The outcome should be a topical map showing your main content hubs and related pages for each language. This allows you to see whether your content goes deep enough in every market and where potential gaps exist.
4. Compare the behavior of bots
Another thing you can look at is how many pages are indexed for each language compared to those that aren’t. You can also check how often the pages get crawled and which bot goes where.
Some of this information is available directly in Google Search Console (at least for Googlebot). But if you want to go really deep, you’ll need to do a log analysis to find out which pages other crawlers — like ChatGPT’s GPTBot — prefer.
Here are a few examples of what you can find in Oncrawl.



This helps you see whether the different language versions are crawled equally by bots, which might not always be the case.
I have one client who has a major crawling issue with their secondary languages. Their entire link-building effort focuses on the German site, and they’re well known in German-speaking Switzerland. As a result, their French and Italian versions are barely crawled.
By analyzing the different languages, we discovered that there was a problem with the language switcher; it prevented Google from easily accessing the other language versions when starting from the German site.
Issues like this can lead to big differences in impressions and clicks between languages, even if all versions have roughly the same number of pages and content depth.
Step 2: Strengthen your authority for every language
Once you’ve identified the weak spots, it’s time to fix them. But don’t make the mistake of just translating what you already have. Instead, build parallel topical hubs that make sense for each language and market.
Your goal isn’t to make every version identical, but to ensure that each one has enough depth and coverage to demonstrate real expertise on the topics that matter most to your business.
If you manage multiple languages, this might sound like a lot of work.
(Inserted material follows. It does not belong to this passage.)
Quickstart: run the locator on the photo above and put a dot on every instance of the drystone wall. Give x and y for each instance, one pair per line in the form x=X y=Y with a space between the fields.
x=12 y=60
In some cases, it may even be worth considering whether a specific language version should be removed altogether or moved to a separate domain.
Either way, I recommend starting with the languages most likely to be used by LLMs. Based on my own tests, I’d focus first on the English version if that’s not your primary language, as many AI engines seem to prefer English content. To be sure, run a log analysis to see which language version AI bots actually crawl and use in your case.
Finally, review your internal linking and site structure. Often, one language has a clean and logical setup, while another develops gaps or broken links over time because translations were added inconsistently. That kind of inconsistency can weaken your topical authority across the entire site.
Conclusion: AI changed the rules of international SEO
AI changed how we need to think about international SEO because it doesn’t care which version of your website you want to be shown to a user who speaks a certain language. It can pick any version it chooses and consequently any language can be used to represent your brand.
When we expand to new markets, we need to keep that in mind. Are we able to serve this market the same way as the others? Just extending into new markets with a lean “let’s try it a little bit” approach might even have a negative impact on your main market.
It seems as though AI engines tend to favor English websites, so be especially careful if your main market isn’t the English one (like it is in my case with German).
Either way, your international SEO strategy should include a deep look into topical authority across your languages and the weak spots your overall strategy might have.
And always keep an eye on your log files to see which language AI engines prefer. It might just surprise you.